Review: When the world erupted in war back in 1939, countries the world over were all looking for able and strong men to sign up for their respective armies to take on and bring down the evil Nazi regime.  In the case of one frail sickly young man, who was absolutely determined to sign up and fight for his country, yet his aspirations were forever getting trampled on due to his poor health. This is until, through a top secret programme, he has his chance to become a super soldier. This man is of course Steve Rogers, AKA Captain America.

the first avenger

Back when the all powerful Marvel machine was still in its first warming up phase, director Joe Johnston with screenwriters Christopher Markus and Stephen McFeely, provide an interesting take on the back story of one of the most popular heroes of the MCU. His journey from a weak young man, to a near invincible badass though was far from an easy one, but it is very interesting to watch. Beaten up by what seems like every kid in his neighbourhood as a child, the early scenes of the film show just how down on his luck he is, with everyone including his best friend, Sergeant James Barnes AKA Bucky (Sebastian Stan), going off to war without him.

Chris Evans in his second stint as a superhero, after two ill fated spells as the Human Torch in 2005 and 2007, is tremendous in the lead role. His humanity and compassion shines through, and it’s this along with his dogged determination, combined with some convincing CGI that makes him look very frail indeed. that brings him to the attention of Abraham Erskine (Stanley Tucci) the creator of the super soldier programme who fast-tracks Rogers for the programme, and for battle.

Yet despite this very intriguing opening, the film suffers from pacing issues, as Cap instead of being thrown immediately into battle, is made to wait. All the while the war rages on, and the dastardly Johann Schmidt (Hugo Weaving) AKA The Red Skull of HYDRA is preparing to unleash chaos on the world in the form of a very rare off world artefact. The pacing issues persist throughout though as while there are some great action scenes for us to enjoy, a lot of scenes are put together in a montage that almost feels like the studio had blown their production budget on certain effects and were forced to cut back on the action. That being said, there are some action scenes that are just flat out awesome, including taking a zip wire onto a moving train. These scenes do make for some spectacular viewing but a bit more action, and not montaging through considerable portions of it would have been great.
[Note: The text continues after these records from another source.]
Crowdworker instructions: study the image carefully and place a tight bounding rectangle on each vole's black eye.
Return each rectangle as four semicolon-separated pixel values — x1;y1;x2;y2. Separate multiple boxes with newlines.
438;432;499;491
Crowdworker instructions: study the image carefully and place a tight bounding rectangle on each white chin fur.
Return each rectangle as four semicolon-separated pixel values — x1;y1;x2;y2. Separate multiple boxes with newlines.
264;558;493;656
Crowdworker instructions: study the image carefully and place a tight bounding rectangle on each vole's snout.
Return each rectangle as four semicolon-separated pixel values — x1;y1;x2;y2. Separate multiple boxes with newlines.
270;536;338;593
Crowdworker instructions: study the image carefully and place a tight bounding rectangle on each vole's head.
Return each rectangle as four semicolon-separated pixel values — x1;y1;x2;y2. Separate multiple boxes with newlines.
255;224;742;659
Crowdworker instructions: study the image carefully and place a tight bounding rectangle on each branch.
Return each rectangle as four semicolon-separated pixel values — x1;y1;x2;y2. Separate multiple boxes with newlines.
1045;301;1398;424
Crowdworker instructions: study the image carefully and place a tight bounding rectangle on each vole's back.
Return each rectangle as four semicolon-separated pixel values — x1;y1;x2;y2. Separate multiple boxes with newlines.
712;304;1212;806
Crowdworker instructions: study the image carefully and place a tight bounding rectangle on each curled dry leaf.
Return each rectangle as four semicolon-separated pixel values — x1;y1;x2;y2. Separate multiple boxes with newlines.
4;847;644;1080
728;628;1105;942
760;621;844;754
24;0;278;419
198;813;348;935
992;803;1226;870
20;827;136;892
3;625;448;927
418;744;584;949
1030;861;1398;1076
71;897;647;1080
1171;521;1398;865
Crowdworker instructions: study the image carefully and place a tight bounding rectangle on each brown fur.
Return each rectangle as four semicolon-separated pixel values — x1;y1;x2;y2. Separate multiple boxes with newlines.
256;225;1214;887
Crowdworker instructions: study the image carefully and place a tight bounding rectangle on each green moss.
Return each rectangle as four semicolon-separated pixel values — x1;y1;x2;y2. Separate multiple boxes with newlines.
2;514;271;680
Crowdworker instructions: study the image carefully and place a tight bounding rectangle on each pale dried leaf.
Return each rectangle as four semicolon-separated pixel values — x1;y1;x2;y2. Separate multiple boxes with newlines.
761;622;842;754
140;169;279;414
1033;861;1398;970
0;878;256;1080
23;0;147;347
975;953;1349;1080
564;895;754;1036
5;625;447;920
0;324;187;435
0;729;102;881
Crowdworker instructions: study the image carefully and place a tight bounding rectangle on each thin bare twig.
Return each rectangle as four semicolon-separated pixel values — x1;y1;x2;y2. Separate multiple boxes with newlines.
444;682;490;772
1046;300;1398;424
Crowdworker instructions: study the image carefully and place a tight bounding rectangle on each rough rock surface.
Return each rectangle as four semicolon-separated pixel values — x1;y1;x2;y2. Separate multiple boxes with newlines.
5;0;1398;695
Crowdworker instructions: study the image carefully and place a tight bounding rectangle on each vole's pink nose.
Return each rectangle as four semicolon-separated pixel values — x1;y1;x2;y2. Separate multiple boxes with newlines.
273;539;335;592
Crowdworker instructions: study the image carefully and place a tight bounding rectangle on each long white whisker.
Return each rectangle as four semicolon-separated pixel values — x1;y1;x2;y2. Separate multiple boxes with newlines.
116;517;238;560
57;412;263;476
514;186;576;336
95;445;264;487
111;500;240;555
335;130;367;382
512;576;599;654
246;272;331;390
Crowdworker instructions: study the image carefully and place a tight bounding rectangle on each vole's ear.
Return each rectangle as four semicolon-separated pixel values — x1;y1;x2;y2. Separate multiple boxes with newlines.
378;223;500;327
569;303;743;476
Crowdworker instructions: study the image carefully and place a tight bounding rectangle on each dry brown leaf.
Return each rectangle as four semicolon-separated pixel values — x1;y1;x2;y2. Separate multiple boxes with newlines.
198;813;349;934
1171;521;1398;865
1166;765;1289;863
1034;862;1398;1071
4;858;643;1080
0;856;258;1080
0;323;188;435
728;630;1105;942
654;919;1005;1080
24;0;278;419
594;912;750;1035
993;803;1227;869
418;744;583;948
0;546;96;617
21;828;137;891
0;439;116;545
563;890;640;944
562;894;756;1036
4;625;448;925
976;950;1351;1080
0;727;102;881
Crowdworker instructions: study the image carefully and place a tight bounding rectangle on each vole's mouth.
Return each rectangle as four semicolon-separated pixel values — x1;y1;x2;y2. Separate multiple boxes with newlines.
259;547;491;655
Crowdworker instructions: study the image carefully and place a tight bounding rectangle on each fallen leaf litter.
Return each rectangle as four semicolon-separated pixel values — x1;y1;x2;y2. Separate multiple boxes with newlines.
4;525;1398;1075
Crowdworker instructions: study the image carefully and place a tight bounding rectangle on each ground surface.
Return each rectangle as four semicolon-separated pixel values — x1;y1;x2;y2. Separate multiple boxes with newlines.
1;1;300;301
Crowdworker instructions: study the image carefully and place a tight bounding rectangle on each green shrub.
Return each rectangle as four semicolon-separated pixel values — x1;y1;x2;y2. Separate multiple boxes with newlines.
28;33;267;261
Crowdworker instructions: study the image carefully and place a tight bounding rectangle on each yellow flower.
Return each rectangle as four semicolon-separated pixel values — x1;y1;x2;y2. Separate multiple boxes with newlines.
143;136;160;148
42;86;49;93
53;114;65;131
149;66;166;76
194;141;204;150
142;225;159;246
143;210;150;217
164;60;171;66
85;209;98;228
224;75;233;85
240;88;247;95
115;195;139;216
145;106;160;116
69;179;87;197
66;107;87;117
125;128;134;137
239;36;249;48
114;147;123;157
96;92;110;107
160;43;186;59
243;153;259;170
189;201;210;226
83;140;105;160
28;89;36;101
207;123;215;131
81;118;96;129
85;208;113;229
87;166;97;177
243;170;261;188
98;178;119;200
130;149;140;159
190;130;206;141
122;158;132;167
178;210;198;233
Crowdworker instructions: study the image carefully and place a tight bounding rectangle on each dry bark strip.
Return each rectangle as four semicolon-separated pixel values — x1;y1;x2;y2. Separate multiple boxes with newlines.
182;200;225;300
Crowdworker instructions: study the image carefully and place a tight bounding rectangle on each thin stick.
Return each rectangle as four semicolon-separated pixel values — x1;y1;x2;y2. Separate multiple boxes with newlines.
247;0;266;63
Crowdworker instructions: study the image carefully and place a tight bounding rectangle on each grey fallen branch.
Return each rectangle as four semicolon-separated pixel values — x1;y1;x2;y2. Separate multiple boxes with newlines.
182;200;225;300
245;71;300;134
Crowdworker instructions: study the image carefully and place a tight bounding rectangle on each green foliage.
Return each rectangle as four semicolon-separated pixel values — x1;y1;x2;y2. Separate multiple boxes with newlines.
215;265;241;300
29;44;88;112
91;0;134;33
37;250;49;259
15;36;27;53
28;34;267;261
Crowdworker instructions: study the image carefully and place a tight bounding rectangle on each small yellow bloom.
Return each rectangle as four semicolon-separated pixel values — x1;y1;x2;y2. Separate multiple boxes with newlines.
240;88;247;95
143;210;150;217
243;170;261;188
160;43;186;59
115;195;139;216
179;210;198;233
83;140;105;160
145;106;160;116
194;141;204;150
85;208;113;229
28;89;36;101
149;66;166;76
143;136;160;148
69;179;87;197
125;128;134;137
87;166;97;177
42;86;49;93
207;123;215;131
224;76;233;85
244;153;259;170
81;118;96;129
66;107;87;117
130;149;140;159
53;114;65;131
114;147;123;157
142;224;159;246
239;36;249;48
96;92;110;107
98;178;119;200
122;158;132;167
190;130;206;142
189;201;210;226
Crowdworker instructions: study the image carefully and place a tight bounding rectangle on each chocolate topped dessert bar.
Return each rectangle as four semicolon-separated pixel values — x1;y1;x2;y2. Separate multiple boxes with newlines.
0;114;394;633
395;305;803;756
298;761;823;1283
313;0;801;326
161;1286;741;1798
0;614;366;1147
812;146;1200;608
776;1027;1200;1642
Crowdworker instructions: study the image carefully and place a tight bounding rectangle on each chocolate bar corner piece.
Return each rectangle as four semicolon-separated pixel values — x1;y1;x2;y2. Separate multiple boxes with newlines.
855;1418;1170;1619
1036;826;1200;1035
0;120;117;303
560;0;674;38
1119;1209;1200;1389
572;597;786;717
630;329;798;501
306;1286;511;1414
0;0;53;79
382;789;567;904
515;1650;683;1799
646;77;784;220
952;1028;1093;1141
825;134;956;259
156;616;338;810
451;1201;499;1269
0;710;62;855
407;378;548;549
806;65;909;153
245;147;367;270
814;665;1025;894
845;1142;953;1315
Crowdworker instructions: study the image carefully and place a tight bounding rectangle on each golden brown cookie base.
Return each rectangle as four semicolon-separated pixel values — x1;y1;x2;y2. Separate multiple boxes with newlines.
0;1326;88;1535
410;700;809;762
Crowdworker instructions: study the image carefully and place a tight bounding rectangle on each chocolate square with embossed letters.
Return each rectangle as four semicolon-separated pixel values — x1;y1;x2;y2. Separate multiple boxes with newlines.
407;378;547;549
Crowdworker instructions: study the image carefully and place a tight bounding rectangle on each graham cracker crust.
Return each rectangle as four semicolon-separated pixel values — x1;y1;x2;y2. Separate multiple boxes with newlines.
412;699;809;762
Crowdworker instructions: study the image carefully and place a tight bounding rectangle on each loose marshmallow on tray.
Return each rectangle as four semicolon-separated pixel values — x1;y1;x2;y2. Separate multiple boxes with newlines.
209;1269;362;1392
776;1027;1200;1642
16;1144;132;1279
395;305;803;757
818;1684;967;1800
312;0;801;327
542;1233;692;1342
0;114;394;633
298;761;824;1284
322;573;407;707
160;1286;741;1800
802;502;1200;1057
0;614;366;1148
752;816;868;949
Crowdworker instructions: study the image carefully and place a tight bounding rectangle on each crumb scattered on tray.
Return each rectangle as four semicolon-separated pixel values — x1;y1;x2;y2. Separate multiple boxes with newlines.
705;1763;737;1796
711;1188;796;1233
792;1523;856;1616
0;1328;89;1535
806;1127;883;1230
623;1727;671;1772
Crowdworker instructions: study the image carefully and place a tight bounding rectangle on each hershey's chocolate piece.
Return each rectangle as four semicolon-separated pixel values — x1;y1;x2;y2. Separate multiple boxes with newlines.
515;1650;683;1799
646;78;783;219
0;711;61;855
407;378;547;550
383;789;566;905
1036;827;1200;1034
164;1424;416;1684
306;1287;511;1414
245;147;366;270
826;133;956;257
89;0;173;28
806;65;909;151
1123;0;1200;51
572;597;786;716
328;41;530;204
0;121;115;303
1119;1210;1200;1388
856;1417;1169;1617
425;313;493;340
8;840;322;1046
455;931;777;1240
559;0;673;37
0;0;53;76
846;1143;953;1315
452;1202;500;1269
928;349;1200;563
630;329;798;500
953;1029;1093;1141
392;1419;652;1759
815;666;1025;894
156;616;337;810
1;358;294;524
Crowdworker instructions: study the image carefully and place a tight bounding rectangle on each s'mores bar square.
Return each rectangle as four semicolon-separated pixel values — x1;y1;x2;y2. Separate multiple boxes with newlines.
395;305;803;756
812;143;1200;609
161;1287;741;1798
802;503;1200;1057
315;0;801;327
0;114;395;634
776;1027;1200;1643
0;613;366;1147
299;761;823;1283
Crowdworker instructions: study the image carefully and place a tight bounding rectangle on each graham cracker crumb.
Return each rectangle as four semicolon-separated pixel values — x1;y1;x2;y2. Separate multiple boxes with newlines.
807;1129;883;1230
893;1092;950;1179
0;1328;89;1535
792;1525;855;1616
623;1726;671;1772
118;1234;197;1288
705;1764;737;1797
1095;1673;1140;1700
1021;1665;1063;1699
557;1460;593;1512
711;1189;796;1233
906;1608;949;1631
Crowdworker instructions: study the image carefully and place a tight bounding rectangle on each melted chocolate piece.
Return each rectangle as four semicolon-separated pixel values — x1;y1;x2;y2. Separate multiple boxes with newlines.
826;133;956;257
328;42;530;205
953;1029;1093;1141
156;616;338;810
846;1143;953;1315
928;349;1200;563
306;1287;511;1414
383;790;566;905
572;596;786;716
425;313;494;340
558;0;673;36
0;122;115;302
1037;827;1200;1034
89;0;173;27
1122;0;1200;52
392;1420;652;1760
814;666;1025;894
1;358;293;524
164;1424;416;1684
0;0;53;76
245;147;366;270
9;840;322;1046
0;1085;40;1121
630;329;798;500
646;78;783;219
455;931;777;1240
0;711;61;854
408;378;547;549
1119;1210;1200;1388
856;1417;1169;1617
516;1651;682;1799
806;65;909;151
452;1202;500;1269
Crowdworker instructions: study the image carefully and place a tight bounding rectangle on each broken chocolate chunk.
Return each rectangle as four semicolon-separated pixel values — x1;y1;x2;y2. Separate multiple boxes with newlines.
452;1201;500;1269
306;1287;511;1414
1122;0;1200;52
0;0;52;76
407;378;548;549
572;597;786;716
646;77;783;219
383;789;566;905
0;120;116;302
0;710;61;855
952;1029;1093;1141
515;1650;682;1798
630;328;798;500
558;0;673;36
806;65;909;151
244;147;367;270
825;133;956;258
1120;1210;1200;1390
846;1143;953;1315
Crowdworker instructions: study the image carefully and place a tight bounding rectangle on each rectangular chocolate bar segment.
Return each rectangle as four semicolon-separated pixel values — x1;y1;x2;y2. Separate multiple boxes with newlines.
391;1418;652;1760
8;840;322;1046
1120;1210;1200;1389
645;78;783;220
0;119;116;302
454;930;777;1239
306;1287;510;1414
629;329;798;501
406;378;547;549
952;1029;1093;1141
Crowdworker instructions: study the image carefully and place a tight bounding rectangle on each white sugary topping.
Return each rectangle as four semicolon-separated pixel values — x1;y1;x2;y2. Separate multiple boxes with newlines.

There are plenty of some very big names on display here, and all give great performances. Tommy Lee Jones is on fine form as a gruff US General, Hayley Atwell as the fierce but compassionate Agent Peggy Carter who has something of a soft spot for Cap, and she proved to be such a popular character that she got her own spin off series, and Cap’s best buddy, Bucky. Flying the HYDRA flag along with Herr Schmidt and Dr Arnim Zola (Toby Jones.) While both give solid performances, their accents are somewhat questionable. Yet Johnston managed to create a very gritty Superhero war movie that looks superb with great attention to detail, and he gives a character who has proved to become one of the MCU’s most popular heroes a solid introduction to the Marvel Universe and help build Marvel’s Phase 1 to an exciting climax.

Cap gets his stars and stripes good and proper, with some solid acting and directing, but more action set pieces wouldn’t have gone astray.